About 41% of women and 26% of men experience physical or sexual violence or stalking from an intimate partner during their lifetime, according to the CDC. Domestic violence leads to physical and emotional harm, or even death, the CDC notes.
Vance, throughout the nearly hour-long event, also spoke about higher education, the economy and gender.
“When you have those manufacturing jobs disappear, it affects the fathers more than it did the mothers,” Vance said. “When men are unemployed, it’s very hard for them to maintain, to build families themselves. The fact that we lost a lot of stable, male employment was a catastrophe for the American family — more than the economic consequences, more than the fact that the jobs disappeared and the good wages disappeared — a lot of families suffered and struggled in ways that if you’re just looking at men and women as interchangeable, you would not appreciate, but if you recognize that moms and dads really are different, that men and women need different things, you recognize that we have a real problem here and we continue to have a real problem here.”

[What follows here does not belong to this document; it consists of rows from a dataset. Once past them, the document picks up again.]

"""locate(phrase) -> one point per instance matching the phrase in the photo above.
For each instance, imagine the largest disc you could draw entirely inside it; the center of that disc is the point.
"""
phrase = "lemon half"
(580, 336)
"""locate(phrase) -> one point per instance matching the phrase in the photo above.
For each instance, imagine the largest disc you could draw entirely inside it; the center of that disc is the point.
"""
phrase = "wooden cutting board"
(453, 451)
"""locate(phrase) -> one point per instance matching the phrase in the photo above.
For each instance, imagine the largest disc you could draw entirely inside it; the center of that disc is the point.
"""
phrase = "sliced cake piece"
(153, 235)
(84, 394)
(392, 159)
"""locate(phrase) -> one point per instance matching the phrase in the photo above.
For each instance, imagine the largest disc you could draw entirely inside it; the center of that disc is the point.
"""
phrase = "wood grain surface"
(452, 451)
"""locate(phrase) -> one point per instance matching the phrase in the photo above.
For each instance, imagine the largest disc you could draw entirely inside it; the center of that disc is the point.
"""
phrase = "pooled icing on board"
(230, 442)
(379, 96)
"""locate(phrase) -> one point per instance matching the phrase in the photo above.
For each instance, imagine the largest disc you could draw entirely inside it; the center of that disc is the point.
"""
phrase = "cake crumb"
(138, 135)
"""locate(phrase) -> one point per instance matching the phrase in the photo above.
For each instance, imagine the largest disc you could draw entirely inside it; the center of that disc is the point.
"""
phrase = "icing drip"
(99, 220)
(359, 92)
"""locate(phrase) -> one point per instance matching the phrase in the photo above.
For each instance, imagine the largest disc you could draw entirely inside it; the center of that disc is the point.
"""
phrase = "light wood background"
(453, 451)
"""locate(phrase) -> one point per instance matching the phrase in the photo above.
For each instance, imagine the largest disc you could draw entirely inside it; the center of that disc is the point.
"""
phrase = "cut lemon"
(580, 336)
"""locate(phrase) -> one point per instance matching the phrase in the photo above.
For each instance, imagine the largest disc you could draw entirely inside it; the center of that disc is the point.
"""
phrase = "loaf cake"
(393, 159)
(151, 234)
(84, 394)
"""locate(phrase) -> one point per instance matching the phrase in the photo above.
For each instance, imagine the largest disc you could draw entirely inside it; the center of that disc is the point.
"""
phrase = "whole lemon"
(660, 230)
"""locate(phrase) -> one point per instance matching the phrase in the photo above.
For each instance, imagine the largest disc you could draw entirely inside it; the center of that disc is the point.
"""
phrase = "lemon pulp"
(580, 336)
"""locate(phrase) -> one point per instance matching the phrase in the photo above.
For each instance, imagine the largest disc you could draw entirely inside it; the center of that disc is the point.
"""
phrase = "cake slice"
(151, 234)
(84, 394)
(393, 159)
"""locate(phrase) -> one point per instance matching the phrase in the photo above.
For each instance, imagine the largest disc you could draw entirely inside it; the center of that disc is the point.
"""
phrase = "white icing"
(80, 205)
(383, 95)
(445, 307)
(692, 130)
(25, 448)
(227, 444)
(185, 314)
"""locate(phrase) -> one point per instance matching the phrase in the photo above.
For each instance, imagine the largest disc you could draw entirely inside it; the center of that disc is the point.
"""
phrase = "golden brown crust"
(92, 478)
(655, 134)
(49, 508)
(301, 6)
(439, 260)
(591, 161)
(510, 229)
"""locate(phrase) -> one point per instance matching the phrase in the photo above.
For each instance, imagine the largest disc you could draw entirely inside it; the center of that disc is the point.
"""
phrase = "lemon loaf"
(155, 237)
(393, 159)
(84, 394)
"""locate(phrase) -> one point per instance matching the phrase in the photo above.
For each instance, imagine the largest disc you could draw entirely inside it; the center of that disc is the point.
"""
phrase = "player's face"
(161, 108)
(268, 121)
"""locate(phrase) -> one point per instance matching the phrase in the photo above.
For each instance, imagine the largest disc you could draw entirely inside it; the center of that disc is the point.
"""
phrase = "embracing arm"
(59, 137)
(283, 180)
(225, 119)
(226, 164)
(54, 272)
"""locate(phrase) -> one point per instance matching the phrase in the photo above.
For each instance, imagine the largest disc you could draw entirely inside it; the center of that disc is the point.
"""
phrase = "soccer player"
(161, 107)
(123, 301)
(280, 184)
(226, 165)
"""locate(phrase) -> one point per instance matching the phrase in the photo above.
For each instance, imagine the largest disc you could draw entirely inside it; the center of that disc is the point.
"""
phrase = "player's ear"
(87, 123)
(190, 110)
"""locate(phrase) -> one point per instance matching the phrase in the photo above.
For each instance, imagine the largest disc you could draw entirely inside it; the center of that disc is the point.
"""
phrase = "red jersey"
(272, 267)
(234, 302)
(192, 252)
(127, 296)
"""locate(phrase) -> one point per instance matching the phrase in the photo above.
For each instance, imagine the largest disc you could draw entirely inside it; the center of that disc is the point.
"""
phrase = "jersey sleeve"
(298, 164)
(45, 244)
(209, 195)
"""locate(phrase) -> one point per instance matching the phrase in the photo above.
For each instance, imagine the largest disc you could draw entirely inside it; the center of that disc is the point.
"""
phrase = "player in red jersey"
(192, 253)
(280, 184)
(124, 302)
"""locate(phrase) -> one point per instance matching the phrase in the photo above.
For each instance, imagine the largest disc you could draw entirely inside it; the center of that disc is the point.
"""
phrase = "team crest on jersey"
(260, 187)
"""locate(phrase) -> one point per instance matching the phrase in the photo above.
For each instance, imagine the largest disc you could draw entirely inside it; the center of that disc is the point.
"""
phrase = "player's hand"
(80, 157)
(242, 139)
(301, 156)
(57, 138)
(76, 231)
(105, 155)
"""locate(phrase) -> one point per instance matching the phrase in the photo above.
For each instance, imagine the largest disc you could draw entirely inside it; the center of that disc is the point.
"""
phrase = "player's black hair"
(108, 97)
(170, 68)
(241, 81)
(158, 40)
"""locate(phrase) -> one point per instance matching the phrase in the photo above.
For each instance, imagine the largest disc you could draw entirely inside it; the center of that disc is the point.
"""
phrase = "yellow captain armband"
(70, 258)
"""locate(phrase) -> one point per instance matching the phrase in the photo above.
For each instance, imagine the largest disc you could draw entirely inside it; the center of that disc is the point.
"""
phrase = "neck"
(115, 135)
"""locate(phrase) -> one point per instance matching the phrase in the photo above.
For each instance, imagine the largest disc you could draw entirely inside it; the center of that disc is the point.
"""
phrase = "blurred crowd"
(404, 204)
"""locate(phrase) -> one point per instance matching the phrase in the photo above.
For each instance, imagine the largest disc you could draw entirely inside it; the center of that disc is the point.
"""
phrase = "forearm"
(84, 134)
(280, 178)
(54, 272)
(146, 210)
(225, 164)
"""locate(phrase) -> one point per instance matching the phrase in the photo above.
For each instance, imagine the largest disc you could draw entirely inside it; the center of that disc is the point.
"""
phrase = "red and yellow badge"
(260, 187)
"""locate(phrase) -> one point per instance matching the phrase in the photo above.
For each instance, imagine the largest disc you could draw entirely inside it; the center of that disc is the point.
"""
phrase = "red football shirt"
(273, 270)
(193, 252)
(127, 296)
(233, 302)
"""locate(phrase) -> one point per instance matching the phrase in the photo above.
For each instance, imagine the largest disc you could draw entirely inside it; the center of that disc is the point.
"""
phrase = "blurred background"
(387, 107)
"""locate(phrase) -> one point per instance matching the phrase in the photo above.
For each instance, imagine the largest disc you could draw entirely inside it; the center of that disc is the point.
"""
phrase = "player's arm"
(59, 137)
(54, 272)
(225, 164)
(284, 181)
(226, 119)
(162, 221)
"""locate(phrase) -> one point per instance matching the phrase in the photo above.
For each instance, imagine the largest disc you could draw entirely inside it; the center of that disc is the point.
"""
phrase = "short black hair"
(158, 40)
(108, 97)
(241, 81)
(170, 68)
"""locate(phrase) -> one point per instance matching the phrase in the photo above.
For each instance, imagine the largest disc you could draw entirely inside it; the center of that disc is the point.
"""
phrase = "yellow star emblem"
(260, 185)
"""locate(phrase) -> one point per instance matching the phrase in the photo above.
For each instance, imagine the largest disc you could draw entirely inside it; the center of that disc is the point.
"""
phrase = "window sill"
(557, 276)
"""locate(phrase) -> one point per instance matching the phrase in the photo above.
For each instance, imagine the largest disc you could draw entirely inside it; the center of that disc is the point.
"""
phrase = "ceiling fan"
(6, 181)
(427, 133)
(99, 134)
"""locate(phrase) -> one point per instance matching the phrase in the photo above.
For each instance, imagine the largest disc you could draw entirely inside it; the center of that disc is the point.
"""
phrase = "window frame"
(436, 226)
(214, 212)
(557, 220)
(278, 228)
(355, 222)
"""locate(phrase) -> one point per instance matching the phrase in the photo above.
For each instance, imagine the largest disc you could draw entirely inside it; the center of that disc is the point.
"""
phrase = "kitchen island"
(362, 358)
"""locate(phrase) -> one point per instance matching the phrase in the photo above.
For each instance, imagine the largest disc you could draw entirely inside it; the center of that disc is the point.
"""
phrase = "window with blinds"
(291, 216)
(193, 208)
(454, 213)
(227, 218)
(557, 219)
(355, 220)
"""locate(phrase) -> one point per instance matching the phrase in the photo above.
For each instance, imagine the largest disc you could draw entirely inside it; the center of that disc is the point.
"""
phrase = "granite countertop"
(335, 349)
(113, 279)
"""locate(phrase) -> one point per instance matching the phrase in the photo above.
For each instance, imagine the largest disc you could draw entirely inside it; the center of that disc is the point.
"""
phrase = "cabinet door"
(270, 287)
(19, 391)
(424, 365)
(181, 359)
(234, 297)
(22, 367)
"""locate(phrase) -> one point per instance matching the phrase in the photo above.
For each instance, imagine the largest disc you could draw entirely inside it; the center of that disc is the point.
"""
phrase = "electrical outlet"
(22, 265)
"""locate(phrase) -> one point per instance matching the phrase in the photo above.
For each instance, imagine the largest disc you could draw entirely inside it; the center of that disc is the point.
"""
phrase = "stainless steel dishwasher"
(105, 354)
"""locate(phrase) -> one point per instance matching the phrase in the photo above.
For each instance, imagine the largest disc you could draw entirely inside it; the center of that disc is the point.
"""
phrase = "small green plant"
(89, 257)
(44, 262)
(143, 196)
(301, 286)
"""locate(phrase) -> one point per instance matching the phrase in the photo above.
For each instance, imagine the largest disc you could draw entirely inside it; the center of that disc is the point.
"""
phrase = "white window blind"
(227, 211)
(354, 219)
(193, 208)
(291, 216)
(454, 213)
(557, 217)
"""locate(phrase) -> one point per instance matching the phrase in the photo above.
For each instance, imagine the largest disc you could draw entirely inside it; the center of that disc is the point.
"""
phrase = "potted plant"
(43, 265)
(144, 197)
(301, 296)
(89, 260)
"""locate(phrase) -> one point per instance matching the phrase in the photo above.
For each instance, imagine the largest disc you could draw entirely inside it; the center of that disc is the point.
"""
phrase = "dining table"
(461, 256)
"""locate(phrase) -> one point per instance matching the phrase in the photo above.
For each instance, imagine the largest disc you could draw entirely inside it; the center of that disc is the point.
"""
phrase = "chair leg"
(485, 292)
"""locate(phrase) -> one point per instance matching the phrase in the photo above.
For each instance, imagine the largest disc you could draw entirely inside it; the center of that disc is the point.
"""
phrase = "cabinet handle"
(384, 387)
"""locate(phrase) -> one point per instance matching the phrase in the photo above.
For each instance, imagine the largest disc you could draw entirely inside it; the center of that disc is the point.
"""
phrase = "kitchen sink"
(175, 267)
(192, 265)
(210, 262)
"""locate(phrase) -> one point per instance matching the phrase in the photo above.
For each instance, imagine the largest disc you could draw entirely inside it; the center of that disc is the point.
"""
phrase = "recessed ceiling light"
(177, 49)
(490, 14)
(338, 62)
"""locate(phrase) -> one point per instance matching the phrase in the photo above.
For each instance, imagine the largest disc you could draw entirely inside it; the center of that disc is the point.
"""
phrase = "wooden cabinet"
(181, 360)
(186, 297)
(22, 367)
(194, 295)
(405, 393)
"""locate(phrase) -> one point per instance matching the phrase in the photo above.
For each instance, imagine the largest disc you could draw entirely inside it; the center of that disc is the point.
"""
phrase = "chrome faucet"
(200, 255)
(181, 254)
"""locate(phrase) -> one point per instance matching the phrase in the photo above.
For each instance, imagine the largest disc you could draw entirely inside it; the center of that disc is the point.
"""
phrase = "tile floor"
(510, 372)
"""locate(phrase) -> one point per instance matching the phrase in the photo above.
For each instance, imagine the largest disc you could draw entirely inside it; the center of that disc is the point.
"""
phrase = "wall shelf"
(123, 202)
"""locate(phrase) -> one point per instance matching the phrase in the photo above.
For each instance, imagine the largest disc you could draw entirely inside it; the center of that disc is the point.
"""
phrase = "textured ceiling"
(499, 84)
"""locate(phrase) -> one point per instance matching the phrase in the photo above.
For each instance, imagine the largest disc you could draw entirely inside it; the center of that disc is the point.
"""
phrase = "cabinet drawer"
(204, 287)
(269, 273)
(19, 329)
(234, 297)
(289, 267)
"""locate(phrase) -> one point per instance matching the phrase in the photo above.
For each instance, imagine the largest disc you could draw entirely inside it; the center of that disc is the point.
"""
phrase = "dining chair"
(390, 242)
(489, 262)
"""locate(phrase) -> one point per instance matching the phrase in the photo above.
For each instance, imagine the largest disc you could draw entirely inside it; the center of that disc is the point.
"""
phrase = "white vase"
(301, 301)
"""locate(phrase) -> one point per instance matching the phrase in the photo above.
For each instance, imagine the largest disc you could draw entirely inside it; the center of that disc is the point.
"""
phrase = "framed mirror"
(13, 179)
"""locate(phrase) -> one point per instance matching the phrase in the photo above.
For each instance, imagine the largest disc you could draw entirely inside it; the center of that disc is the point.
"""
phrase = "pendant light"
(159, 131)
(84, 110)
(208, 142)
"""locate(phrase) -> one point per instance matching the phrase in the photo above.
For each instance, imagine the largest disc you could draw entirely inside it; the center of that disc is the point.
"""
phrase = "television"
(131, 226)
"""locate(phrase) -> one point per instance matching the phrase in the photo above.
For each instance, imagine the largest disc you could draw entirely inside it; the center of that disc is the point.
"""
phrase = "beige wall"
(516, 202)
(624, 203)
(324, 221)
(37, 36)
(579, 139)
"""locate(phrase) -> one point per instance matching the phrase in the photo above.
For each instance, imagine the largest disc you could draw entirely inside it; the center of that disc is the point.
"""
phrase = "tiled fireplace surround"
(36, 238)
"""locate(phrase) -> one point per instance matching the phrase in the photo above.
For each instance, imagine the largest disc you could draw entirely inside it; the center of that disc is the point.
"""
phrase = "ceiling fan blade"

He said he worries “about the role of education in our society.”
Vance, a graduate of Yale Law and Ohio State University, said he doesn’t believe everyone needs to attend a four-year college.
“Most universities, almost every university in fact, is explicitly on the side of the left and the culture wars,” Vance said. “One of the ways in which our society has failed pretty profoundly is by making the university effectively a requirement of being able to access a middle-class life — at the same that we’ve gutted vocational education, we’ve gutted the trades, we’ve made it harder for people who want to work with their hands to earn a good living even though there are a lot of good jobs out there for people who want to work with their hands.”
“Obviously, I have personally benefited from our educational system so it’s hard for me to cast stones at it,” Vance added. “But I’m in politics now so I can say anything.”